Facebook adds a new feature to allow bite-sized game previews right in the user's news feed

| Internet & Websites News | Posted: May 25, 2012 7:33 pm

Ever see a game on Facebook that looks interesting but you don't want to play it because of all the hassle of installing and uninstalling if it's bad? Facebook is looking to change that with a new feature which will allow game developers to demo their wares in the news feed. Developers won't be given any information about the users.

 

TweakTown image news/2/4/24316_1_facebook_adds_feature_to_allow_game_developers_to_demo_games_in_news_feed.png

 

If players like the game then they are able to click through onto the full version.
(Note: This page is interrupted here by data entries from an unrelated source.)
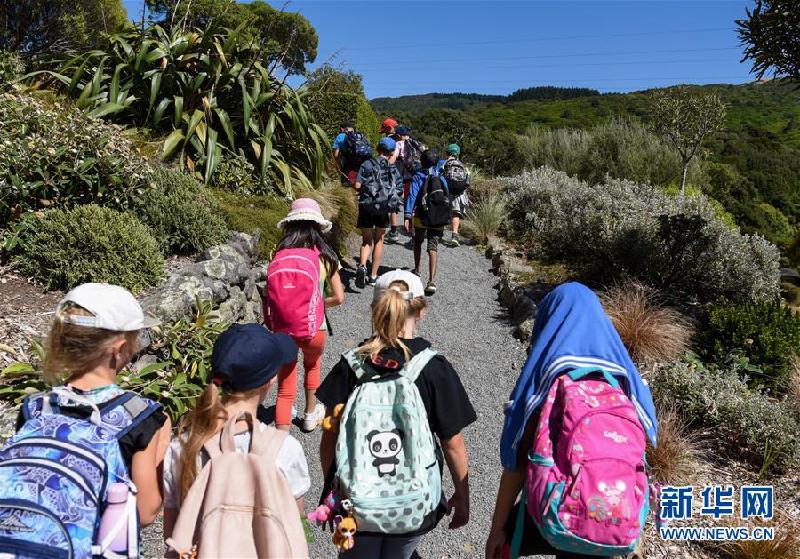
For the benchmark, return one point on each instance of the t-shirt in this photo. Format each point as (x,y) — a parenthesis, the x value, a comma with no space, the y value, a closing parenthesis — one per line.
(446,402)
(135,441)
(291,461)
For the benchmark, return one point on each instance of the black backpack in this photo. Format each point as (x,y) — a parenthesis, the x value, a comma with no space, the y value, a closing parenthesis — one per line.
(379,194)
(357,148)
(412,155)
(457,177)
(434,203)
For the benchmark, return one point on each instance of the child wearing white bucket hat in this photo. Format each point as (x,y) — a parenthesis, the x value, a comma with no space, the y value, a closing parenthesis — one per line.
(304,228)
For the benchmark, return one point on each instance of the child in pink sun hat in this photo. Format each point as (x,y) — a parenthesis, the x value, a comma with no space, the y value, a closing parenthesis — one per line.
(303,240)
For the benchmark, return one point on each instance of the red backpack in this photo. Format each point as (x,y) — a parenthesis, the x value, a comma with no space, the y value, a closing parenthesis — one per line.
(294,304)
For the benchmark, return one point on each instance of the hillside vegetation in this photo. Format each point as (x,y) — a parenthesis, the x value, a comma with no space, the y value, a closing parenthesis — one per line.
(752,166)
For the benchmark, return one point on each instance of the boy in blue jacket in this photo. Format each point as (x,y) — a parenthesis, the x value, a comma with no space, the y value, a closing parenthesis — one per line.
(430,164)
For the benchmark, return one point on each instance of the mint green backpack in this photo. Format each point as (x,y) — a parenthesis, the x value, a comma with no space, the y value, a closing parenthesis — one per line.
(385,455)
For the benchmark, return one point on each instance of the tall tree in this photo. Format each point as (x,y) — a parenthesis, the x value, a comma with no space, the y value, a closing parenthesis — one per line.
(771,36)
(32,27)
(286,39)
(686,118)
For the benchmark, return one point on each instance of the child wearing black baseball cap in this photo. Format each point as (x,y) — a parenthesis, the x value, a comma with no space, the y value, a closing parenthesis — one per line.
(245,362)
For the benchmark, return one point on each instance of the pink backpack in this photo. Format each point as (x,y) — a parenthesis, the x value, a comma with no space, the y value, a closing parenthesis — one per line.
(294,304)
(587,487)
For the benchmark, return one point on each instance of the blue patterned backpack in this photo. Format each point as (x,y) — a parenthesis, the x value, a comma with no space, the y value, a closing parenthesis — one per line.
(386,462)
(55,473)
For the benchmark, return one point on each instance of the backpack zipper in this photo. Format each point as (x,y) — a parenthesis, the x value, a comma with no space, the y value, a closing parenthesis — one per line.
(31,507)
(58,468)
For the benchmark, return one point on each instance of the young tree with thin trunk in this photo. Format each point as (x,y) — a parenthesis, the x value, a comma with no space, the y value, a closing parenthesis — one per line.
(685,118)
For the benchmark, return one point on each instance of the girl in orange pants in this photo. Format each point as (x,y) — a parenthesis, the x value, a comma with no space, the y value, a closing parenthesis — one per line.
(287,385)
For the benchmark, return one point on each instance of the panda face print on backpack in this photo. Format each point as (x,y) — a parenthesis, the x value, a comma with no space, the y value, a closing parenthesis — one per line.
(385,446)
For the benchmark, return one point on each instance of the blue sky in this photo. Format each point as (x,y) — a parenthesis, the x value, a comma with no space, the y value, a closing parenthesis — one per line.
(407,47)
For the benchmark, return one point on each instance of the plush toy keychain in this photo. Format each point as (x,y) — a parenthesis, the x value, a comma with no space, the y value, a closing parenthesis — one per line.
(325,511)
(331,423)
(344,536)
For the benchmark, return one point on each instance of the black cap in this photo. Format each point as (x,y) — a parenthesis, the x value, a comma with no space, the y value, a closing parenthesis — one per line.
(247,356)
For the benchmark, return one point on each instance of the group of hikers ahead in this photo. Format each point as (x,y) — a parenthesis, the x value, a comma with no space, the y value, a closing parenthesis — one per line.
(91,463)
(404,176)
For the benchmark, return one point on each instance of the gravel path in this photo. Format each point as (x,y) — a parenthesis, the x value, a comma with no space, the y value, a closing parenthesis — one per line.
(466,324)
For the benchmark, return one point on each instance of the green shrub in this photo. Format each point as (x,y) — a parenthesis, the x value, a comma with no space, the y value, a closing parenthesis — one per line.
(237,174)
(181,214)
(253,213)
(768,334)
(90,243)
(183,354)
(330,109)
(620,228)
(750,423)
(11,68)
(57,156)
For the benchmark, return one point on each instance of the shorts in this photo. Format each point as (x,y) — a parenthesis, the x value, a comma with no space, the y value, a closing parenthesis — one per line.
(369,221)
(433,235)
(459,204)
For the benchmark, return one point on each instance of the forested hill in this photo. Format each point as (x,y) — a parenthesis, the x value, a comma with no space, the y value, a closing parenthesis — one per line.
(752,166)
(465,101)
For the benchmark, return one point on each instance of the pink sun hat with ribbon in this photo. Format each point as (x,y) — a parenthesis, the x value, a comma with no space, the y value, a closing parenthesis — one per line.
(306,209)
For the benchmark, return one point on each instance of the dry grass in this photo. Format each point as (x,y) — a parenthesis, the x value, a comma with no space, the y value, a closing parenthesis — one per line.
(651,332)
(785,545)
(484,218)
(674,459)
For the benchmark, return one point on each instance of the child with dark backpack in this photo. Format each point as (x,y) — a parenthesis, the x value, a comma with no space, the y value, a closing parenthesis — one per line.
(350,149)
(84,462)
(245,480)
(574,437)
(302,281)
(380,190)
(396,412)
(458,179)
(428,205)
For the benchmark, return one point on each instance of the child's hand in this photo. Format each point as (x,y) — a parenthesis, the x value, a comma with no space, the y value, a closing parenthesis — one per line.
(459,506)
(495,544)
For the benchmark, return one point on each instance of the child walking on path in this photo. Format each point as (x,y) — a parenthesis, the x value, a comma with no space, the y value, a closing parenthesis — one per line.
(428,205)
(93,337)
(380,190)
(573,341)
(245,362)
(301,313)
(405,411)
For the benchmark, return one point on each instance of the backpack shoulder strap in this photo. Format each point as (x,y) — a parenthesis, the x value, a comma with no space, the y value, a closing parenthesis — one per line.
(356,363)
(414,367)
(136,407)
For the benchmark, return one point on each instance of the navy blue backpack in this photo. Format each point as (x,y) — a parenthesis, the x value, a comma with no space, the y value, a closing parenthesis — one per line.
(55,473)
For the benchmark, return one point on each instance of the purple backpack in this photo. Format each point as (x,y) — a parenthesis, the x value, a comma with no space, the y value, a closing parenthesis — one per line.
(587,486)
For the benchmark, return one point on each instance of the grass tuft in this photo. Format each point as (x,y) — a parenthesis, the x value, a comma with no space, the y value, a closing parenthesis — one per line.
(673,460)
(652,332)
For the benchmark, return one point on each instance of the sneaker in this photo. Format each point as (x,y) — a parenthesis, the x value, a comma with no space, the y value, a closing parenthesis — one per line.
(311,420)
(361,276)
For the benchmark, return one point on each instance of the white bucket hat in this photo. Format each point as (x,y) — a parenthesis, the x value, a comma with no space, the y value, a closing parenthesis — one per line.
(306,209)
(112,307)
(383,283)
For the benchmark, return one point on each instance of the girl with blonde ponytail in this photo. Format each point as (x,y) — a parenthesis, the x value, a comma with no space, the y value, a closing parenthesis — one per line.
(398,305)
(245,363)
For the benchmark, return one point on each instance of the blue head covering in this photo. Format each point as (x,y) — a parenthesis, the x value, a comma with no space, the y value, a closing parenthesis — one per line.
(571,331)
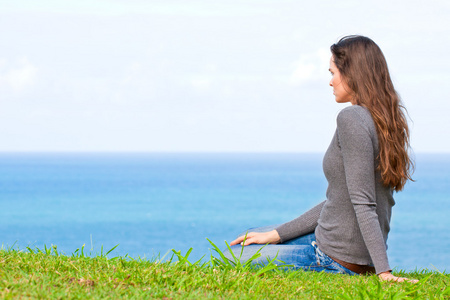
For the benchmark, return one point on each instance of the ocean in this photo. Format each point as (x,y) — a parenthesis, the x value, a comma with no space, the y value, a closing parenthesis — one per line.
(148,204)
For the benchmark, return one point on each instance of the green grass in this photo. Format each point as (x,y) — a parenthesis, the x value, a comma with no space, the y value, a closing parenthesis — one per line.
(44,274)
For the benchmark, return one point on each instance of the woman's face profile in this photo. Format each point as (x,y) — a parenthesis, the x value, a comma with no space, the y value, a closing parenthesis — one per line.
(341,91)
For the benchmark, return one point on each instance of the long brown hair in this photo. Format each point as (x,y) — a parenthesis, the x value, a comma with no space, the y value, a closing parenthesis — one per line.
(363,67)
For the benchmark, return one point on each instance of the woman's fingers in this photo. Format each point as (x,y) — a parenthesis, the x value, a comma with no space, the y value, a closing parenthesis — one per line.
(270,237)
(389,277)
(240,239)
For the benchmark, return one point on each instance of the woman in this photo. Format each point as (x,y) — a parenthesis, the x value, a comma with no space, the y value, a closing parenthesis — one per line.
(366,161)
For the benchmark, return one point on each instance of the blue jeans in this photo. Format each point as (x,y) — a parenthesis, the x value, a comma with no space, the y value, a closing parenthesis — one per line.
(301,253)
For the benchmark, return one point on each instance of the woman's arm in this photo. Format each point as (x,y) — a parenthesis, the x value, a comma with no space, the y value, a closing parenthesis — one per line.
(304,224)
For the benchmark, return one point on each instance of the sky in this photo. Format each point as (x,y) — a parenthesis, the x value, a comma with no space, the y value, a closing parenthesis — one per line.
(207,76)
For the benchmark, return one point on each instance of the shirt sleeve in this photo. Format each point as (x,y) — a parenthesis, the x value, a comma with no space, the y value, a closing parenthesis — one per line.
(304,224)
(355,140)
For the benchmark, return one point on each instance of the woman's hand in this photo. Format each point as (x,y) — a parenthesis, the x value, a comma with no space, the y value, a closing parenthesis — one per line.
(270,237)
(387,276)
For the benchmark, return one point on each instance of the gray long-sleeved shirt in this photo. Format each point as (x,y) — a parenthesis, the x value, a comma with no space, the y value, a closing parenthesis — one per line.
(353,223)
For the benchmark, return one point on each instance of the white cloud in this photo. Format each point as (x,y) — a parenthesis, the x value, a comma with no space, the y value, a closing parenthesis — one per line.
(20,76)
(310,66)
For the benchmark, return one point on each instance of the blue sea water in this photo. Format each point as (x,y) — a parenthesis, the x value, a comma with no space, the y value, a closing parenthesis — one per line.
(151,203)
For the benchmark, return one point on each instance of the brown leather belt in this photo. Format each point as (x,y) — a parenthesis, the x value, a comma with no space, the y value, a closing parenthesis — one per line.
(360,269)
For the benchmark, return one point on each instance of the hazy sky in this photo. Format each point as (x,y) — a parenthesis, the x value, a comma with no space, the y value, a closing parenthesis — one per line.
(206,75)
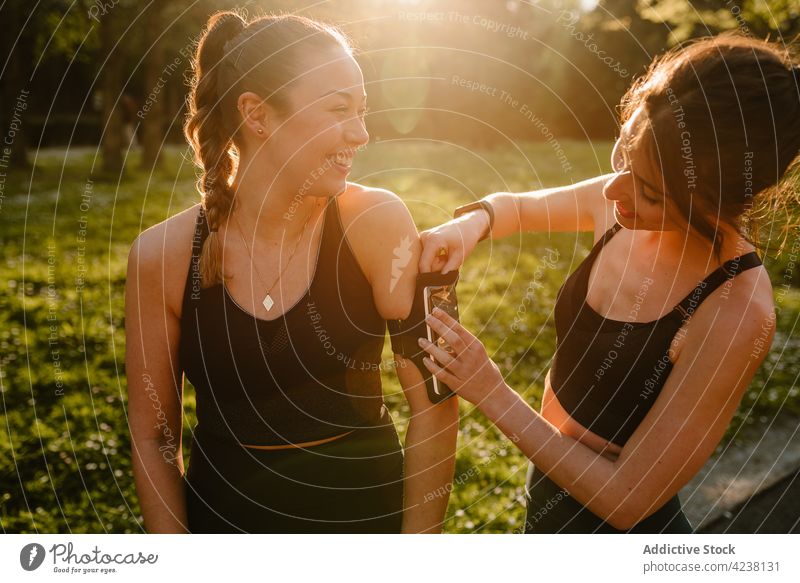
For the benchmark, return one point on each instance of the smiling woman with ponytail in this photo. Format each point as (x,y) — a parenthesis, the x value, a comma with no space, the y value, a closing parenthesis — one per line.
(271,296)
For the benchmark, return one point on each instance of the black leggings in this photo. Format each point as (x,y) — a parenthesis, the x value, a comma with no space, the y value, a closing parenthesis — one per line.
(552,510)
(350,485)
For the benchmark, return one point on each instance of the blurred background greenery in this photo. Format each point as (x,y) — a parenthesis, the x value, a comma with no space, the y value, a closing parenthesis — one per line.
(467,98)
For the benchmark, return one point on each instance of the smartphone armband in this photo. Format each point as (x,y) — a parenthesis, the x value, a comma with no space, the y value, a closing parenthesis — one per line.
(432,289)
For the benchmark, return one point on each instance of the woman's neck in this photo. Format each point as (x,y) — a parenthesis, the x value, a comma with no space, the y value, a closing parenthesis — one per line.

This new feature is great, although I'm not sure that the news feed is a proper location for it. Personally, my news feed is already overflowing with the posts of my friend and the posts of quality content here on TweakTown, so I don't think I want more posts, especially ones that take up a lot of room.

 

Facebook has provided some examples of games already using the new feature. These games include: Idle Worship, Angry Birds, and Bubble Witch Saga. Developers of these games receive statistics about impressions of the story and how many people use the game contained within. Facebook has provided examples of how current games are using the new feature:

 

  • Angry Birds lets users challenge friends to beat your score on a level.
  • Bubble Witch Saga enables sharing coins with friends, they can earn a multiplier for a high score.
  • Idle Worship lets users share a mini-game which gives friends a glimpse of the full game.
  • Tetris Battle allows publishing a replay of a two-player battle.

 

The new feature will most likely aid developers in gaining an audience as it reduces the hassle of trying a new game. But it will only be useful if game developers make good use of the content they provide in these bite-sized previews. The game has to be engaging enough to encourage full installs, but has no access to user data to do so. Quite the quandary.